Ronald Boaks

Still Life: recent photography

May 17 – June 10, 2007

Ronald Boaks, Still Life, Roses for Wreatha, 2007, edition 6/10

Boaks says “In referencing Renaissance still life pictures, I am engaging a dialogue between Beauty and Modernism. Between ‘Less is More’ I am stopping at ‘Enough’.

My Modernist paintings determine the background. A shelf crosses the painting creating a stage for a variety of characters to play off the background and each other. The players are books, tools and objects from my home and studio. The flowers are primarily from my garden as are the bird nests and insects. The technique is much like creating a collage. A friend has observed that I am painting with objects. The composition is complete when balance is achieved. Enough! Take the picture!

This series of museum quality photographs has been created in my studio using a 4 x 5 Linhof camera.”

All the photographs are a Archival Fujiflex mounted to Dibond Aluminum with a Lexan laminate. The editions are numbered out of ten, with two artist proofs that can be in a different size than the rest of the edition.

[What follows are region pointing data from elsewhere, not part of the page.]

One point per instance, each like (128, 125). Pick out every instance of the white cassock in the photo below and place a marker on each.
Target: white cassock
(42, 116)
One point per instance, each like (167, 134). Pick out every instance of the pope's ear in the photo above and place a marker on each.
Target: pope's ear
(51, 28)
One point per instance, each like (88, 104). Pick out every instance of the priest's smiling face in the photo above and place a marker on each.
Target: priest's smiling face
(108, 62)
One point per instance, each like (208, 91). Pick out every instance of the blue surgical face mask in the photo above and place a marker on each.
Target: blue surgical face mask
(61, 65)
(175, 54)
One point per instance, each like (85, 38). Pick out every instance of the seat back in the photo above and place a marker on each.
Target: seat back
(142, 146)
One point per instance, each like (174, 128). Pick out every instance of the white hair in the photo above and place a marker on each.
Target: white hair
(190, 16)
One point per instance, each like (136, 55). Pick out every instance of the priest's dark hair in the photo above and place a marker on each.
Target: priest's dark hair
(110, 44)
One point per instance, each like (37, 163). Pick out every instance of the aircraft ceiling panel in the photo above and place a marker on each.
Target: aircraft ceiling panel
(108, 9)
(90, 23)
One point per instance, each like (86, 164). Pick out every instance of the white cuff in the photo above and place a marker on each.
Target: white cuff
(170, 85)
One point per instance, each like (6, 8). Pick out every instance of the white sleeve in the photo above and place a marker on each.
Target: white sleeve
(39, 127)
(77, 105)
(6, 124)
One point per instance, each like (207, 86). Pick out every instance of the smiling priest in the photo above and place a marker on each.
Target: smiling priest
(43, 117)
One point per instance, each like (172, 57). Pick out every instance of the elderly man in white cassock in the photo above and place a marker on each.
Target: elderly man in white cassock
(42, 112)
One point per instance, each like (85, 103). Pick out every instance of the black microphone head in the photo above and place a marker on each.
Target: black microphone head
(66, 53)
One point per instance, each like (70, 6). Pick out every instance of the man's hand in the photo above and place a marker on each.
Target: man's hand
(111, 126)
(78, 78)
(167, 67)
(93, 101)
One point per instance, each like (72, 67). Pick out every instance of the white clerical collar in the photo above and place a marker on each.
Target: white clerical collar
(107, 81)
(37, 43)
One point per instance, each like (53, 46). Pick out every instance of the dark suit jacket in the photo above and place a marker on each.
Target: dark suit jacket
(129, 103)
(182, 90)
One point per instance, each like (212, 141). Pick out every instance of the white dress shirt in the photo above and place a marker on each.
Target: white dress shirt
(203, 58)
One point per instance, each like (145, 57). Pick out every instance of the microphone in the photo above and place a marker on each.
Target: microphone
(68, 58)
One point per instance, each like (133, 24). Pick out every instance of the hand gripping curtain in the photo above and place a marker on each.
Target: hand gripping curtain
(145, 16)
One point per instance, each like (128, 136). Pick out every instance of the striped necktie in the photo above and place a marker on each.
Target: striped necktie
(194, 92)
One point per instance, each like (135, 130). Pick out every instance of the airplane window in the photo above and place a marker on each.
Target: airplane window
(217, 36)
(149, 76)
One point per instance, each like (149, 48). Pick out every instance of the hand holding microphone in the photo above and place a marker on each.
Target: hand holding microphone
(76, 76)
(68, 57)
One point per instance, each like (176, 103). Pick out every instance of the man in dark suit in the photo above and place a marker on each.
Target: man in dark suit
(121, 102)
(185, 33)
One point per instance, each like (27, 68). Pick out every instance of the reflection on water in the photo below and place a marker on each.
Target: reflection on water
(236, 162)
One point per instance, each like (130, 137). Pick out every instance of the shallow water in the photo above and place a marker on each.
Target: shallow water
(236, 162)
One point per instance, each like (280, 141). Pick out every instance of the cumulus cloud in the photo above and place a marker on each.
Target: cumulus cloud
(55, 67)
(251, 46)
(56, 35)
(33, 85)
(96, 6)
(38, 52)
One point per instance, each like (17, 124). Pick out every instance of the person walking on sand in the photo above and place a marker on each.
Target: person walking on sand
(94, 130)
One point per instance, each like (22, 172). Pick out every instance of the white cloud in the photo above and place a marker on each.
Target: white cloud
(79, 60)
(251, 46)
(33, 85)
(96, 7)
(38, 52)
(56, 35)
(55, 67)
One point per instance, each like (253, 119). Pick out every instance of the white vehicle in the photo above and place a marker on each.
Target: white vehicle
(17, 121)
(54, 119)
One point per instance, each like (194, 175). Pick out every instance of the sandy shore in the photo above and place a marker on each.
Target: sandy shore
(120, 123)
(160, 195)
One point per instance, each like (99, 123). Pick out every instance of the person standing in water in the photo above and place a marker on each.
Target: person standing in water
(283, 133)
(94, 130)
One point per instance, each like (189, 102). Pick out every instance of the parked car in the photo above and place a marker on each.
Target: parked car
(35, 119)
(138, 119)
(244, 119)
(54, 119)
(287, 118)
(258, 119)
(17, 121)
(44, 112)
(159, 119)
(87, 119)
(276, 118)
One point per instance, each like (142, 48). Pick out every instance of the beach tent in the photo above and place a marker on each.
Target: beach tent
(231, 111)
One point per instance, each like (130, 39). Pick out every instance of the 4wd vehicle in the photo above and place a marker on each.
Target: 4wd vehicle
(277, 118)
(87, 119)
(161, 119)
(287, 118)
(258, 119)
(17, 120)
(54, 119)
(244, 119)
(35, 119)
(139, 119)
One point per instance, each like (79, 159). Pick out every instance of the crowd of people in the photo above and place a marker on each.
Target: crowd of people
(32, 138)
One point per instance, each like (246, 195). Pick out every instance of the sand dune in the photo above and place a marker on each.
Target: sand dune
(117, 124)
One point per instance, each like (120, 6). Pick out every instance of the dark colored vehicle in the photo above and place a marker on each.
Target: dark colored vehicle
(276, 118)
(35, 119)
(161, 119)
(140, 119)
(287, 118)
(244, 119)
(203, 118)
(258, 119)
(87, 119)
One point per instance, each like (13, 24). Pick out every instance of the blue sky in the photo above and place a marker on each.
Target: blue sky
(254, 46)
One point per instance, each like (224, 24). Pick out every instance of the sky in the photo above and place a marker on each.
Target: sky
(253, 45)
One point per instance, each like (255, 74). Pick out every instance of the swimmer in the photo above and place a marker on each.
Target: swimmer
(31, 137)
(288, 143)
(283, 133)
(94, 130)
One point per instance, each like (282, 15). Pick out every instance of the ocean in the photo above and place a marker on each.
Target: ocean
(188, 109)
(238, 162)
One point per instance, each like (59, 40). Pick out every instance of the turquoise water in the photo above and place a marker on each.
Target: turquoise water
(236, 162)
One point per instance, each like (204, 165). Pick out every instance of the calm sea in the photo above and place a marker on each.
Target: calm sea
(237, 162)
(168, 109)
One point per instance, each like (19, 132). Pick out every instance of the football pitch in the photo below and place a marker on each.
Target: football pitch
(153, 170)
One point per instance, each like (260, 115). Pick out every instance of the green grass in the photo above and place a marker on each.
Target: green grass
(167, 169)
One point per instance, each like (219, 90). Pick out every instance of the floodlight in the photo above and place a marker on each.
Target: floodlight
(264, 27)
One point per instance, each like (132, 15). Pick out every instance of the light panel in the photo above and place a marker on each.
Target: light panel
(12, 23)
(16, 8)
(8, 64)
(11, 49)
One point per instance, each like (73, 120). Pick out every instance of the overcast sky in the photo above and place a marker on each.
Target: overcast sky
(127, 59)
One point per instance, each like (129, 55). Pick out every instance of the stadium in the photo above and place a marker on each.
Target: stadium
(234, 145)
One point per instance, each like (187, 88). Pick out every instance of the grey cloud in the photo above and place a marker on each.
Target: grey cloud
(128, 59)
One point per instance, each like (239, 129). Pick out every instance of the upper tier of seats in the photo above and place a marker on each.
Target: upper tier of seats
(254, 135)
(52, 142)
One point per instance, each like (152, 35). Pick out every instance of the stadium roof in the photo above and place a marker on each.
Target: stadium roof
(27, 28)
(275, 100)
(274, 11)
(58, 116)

GALLERY GOING          THE GLOBE AND MAIL – Saturday, June 2, 2007    Page R20

GARY MICHAEL DAULT

RONALD BOAKS AND DAVID McCLYMENT AT THE DAVID KAYE GALLERY

The Boaks photos range from $1,900 to $5,300. At 1092 Queen St. W., Toronto; 416-532-9075

I cannot imagine photographs more remote in feeling and spirit from Roger Ballen’s (currently showing at Clint Roenisch Gallery, Toronto) than those of Toronto-based photographer Ronald Boaks. Boaks makes photo-tableaux as well, but his are succulent, chromatically riotous pileups of still-life objects – books, pieces of fruit, flowers, curios – meticulously photographed with the artist’s hefty Linhof so that they are possessed of the kind of definition that makes you want to reach out and squeeze a peach or sniff a lily blossom. As rich and as overabundant as 17th-century Dutch still-life paintings, and as unabashedly bountiful as a Victorian boudoir (and as decadent as the devil), Boaks’s hallucinatingly rich mega-photos are shamelessly sensational, and apparently sublimely unconcerned about restraint, irony, objectivity, text and subtext (though they do contain all sorts of whispered literary allusions and word-games) and all the other anxious issues that inform artists these days. His photos have titles like Still Life, The Role of Pleasure in Desire and Still Life, A Muse at the Opera. Boaks offers unalloyed delight, and great shameful gobs of it at that.